Based on this methodological order, the Port of Valparaiso considers that the public spaces of the waterfront are used for the most part in three ways:
- Access to the sea, at slipways, quays, marinas, etc.;
- Walking or strolling by the sea, in promenades, squares, parks etc.; and
- Looking at the sea from lookout points, walkways, etc.
These three types of use together serve to construct the true thickness of the waterfront and seafront layer of any city; if to that we add the ways in which the port relates to the city, we will finally see that there are rigid, porous and fluid waterfronts. We take all these concepts in combination as the basis on which to construct the diagnosis which in turn will serve as the foundation of the future port expansion and the more extensive use that we will give to the waterfront and the seafront as a whole.
Today the city’s waterfront is fragmented, without the vitality imparted by sufficient use for its survival; the infrastructure is also of widely varying quality. For dialogue it is vitally important to incorporate all the actors: the owners, concession-holders, administrators or tenants of the coastal strip. We believe that the final challenge is to co-construct a continuous, accessible coastal system for the city of Valparaiso.

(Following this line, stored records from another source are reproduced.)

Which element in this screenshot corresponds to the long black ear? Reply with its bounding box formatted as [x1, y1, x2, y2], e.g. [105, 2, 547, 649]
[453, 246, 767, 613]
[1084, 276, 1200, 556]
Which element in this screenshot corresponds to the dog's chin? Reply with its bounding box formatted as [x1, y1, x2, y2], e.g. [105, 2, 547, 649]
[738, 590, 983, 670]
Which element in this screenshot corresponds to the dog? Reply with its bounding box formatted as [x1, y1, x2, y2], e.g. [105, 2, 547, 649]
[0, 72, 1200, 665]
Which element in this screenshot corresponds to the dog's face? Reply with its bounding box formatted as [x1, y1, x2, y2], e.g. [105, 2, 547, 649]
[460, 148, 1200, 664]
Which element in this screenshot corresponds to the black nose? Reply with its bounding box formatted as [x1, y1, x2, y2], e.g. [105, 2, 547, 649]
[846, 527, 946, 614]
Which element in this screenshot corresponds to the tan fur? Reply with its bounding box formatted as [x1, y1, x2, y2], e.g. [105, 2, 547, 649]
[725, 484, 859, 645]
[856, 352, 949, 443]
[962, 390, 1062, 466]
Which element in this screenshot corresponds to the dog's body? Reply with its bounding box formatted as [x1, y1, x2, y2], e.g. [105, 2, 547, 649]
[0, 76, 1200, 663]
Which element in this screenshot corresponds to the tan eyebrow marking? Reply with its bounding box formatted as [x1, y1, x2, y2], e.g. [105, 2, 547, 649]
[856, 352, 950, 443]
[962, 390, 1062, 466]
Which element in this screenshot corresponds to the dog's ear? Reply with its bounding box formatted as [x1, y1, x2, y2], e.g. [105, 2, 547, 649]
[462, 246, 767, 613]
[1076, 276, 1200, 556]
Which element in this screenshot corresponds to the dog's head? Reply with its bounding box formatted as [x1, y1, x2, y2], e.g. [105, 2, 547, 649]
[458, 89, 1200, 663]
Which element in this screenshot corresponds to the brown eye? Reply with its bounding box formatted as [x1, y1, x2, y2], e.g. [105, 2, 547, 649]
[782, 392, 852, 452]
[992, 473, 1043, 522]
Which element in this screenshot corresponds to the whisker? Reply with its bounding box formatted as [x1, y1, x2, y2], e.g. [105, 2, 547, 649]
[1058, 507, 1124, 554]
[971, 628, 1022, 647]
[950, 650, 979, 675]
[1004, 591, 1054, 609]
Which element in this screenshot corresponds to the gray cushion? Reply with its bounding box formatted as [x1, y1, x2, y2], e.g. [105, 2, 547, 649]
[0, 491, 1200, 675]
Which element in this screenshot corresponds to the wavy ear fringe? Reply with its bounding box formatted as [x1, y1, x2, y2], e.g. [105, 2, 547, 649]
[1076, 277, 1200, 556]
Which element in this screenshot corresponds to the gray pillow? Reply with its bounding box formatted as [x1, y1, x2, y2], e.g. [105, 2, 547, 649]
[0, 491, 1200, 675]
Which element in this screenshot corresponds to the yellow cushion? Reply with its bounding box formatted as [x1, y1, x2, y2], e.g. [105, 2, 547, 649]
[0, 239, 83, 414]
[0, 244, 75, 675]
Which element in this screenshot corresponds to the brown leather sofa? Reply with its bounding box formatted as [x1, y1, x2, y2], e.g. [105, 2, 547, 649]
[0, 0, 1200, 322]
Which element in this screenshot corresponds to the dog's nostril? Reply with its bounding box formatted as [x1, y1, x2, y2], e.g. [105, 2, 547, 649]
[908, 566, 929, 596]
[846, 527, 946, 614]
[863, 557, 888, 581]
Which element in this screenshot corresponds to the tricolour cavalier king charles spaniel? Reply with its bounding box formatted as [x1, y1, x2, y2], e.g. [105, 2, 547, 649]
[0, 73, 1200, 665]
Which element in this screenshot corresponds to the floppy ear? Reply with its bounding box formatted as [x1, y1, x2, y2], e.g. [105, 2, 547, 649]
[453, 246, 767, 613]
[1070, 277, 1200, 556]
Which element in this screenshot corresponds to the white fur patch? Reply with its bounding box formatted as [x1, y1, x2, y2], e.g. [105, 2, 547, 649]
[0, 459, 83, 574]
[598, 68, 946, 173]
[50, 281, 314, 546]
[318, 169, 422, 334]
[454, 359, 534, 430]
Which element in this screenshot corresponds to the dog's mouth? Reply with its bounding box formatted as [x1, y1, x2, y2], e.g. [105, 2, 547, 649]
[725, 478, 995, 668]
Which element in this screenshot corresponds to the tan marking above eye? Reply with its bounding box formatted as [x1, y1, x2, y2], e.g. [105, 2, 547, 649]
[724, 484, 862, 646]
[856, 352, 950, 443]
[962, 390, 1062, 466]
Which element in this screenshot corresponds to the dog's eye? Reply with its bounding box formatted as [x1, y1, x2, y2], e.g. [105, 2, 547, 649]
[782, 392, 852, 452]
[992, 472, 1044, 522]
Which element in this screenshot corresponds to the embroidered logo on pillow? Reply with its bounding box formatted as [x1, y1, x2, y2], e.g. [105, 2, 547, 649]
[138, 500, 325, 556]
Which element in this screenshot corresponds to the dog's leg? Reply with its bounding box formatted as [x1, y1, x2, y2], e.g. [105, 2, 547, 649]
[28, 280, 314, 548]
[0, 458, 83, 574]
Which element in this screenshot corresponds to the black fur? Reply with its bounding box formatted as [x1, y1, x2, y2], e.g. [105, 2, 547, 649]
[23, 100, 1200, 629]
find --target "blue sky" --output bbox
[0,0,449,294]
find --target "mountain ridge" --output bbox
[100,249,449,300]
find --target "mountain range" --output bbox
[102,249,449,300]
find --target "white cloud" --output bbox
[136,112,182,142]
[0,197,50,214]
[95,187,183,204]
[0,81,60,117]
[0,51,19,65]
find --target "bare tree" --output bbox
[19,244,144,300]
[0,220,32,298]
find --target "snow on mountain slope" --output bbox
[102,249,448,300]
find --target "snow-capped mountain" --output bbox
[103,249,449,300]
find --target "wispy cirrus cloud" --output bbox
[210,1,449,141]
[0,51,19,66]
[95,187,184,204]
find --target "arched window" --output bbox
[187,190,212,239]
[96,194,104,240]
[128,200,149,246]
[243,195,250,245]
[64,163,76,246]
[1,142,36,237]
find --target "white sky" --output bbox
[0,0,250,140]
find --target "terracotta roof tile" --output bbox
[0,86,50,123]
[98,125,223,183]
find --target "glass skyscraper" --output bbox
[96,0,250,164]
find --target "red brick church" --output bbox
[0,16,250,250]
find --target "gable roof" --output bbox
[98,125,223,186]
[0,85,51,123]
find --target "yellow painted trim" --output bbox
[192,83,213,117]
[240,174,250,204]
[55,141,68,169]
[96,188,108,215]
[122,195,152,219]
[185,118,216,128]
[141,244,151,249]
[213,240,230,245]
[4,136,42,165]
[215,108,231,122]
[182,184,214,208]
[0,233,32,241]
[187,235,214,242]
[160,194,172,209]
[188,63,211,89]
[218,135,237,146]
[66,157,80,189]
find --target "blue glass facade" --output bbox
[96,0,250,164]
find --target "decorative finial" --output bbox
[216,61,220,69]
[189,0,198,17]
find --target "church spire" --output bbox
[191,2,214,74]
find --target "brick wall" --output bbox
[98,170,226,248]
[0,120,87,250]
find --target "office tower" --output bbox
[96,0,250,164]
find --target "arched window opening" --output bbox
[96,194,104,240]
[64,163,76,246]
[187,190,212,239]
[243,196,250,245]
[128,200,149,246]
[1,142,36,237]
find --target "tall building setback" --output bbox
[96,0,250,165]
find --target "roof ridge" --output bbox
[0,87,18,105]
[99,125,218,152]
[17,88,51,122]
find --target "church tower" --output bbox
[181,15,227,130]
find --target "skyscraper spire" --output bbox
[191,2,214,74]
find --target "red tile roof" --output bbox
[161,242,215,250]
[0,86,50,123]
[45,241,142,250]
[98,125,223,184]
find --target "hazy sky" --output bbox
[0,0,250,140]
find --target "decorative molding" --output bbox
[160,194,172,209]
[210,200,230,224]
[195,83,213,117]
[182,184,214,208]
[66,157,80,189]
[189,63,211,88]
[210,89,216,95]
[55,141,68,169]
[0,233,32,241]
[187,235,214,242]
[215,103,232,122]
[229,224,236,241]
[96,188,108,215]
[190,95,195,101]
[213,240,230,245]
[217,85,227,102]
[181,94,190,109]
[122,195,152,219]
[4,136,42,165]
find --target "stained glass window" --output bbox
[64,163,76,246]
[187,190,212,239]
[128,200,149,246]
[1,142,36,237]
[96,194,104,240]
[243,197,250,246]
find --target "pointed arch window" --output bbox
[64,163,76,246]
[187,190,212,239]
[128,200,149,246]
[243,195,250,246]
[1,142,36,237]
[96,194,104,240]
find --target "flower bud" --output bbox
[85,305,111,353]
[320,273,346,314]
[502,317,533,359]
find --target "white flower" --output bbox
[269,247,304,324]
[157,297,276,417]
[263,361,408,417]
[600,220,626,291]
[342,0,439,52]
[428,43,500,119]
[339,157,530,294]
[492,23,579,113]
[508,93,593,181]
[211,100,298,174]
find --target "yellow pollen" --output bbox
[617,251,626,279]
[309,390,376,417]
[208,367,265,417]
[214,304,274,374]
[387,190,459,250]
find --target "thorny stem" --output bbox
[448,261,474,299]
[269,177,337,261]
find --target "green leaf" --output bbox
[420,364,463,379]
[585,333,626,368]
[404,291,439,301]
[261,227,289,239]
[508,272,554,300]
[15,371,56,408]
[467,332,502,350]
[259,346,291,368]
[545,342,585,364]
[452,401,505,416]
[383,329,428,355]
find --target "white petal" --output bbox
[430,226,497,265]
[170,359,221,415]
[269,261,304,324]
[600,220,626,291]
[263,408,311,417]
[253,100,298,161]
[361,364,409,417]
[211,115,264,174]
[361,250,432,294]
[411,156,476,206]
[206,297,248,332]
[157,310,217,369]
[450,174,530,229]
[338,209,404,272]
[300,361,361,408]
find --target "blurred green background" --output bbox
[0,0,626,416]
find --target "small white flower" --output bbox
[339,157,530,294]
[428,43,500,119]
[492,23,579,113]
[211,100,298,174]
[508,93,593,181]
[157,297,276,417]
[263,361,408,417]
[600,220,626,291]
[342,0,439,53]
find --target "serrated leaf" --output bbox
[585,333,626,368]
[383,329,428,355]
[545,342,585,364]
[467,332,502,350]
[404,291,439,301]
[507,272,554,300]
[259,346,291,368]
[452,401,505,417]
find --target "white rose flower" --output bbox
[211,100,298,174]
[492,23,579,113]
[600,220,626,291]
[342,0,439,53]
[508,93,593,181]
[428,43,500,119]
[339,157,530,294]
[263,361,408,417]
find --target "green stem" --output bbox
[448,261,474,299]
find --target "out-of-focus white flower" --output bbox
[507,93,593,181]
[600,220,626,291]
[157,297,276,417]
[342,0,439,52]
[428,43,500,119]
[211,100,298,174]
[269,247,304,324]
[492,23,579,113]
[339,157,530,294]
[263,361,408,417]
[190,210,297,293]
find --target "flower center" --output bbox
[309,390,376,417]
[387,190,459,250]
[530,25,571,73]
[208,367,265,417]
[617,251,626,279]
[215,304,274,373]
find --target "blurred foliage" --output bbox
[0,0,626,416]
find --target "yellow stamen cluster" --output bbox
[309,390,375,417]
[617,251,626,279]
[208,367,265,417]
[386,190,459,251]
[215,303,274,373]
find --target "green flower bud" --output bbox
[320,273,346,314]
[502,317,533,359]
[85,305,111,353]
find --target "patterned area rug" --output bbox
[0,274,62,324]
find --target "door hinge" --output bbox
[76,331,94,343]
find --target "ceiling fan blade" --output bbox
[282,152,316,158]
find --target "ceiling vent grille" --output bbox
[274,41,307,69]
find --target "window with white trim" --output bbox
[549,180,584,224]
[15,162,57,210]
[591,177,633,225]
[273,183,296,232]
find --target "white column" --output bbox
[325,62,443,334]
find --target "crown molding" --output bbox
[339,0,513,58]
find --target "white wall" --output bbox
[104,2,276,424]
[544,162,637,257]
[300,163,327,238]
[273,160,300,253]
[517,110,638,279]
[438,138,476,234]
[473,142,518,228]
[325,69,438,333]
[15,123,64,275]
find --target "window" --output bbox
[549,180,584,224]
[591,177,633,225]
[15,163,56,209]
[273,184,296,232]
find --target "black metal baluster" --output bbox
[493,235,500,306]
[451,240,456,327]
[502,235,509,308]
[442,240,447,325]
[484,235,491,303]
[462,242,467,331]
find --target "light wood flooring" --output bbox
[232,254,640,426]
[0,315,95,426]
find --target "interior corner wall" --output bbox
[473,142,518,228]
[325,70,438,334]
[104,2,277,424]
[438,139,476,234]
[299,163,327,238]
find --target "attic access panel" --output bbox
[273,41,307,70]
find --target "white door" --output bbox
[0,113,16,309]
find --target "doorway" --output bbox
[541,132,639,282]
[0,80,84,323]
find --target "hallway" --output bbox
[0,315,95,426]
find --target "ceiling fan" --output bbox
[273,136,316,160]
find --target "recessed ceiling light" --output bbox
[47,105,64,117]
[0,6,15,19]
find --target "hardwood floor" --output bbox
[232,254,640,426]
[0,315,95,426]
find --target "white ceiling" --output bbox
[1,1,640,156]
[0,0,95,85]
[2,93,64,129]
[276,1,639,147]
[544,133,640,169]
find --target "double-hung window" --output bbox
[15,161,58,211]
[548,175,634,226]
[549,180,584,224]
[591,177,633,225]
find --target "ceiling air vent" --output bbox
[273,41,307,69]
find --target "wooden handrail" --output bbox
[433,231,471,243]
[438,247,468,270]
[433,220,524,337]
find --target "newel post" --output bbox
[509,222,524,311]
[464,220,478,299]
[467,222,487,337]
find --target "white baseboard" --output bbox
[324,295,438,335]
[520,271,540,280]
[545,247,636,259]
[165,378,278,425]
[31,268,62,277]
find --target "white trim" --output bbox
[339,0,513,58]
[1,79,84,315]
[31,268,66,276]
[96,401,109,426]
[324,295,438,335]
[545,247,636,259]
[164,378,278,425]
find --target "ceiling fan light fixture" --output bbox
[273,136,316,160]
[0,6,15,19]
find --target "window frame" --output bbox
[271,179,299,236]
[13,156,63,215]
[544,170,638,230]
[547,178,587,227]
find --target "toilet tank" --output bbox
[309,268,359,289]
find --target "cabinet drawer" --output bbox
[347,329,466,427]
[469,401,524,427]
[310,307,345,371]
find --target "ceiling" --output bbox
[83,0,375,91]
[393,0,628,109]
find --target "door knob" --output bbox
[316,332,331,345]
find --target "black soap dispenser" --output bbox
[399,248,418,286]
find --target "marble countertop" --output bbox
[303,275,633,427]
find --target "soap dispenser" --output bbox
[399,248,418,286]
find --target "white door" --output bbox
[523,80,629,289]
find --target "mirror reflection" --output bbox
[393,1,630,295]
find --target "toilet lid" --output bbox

Collaborating with Universities
AIVP – Finally, the Catholic University of Valparaiso is collaborating in the new dialogue process. What role should the academic world play in this sort of process? How can cooperation with universities be established?
Franco Gandolfo, General Manager of EPV – For several years now Valparaiso has been consolidating its position as a focus of universities and higher education; one of the oldest institutions is the Pontifical Catholic University of Valparaiso, which believed in the process from its earliest stages and has been willing to cooperate to ensure that these dialogues reach a successful conclusion.
From this point of view, the academic world is very important for everything that happens in the city, not just the port. We must remember their capacity to do research, carry out studies, contribute an academic and investigative perspective to the development of Valparaiso; and of course the formation of hundreds of new professionals not only from the city, but from the whole of Chile and even other countries.